Weaponization: Ubiquity and Metaphorical Meaningfulness
Conceptual metaphor theory implies that ubiquitous metaphors become mere descriptions or concepts if they are not embedded in competing discursive communities. This paper demonstrates that weaponiz- retained its meaningfulness after becoming ubiquitous despite being used by all sides in contemporary contentious politics. Because metaphors derive their figurativeness through tension, weaponiz- shows that temporality, or social time, can be marshaled to contrast an unpleasant "now" with a better "past." This metaphoricity stands in contrast to the word's conceptual origins in the Cold War defense industry as a literal description of the logistical deployment of weapons systems.

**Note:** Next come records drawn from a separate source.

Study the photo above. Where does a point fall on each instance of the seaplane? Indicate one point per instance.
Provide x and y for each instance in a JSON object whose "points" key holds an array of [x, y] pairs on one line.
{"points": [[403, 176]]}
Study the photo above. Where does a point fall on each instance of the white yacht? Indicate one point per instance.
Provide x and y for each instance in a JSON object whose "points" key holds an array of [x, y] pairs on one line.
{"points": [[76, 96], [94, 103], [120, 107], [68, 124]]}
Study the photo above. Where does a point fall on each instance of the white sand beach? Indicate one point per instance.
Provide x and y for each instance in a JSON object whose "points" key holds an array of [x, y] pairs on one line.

As the word's use mutated into a metaphor around 2003, it took on its contemporary moral meaning of over-politicizing things that had been, and should remain, neutral or peaceful. By 2017 "the weaponization of everything" implied that all aspects of social life were newly embroiled in illegitimate politics, making the metaphor a profound act of nostalgia that erased even recent conflicts. This paper thus adds temporal rhetorical tension as one of the ways that metaphors can retain meaningfulness through a case study of a metaphor that arose only recently, demonstrating the usefulness of diachronic analyses of novel metaphor emergence.
Mattson, Greggor. 2020. "Weaponization: Ubiquity and Metaphorical Meaningfulness." Metaphor and Symbol 35(4): 250-265.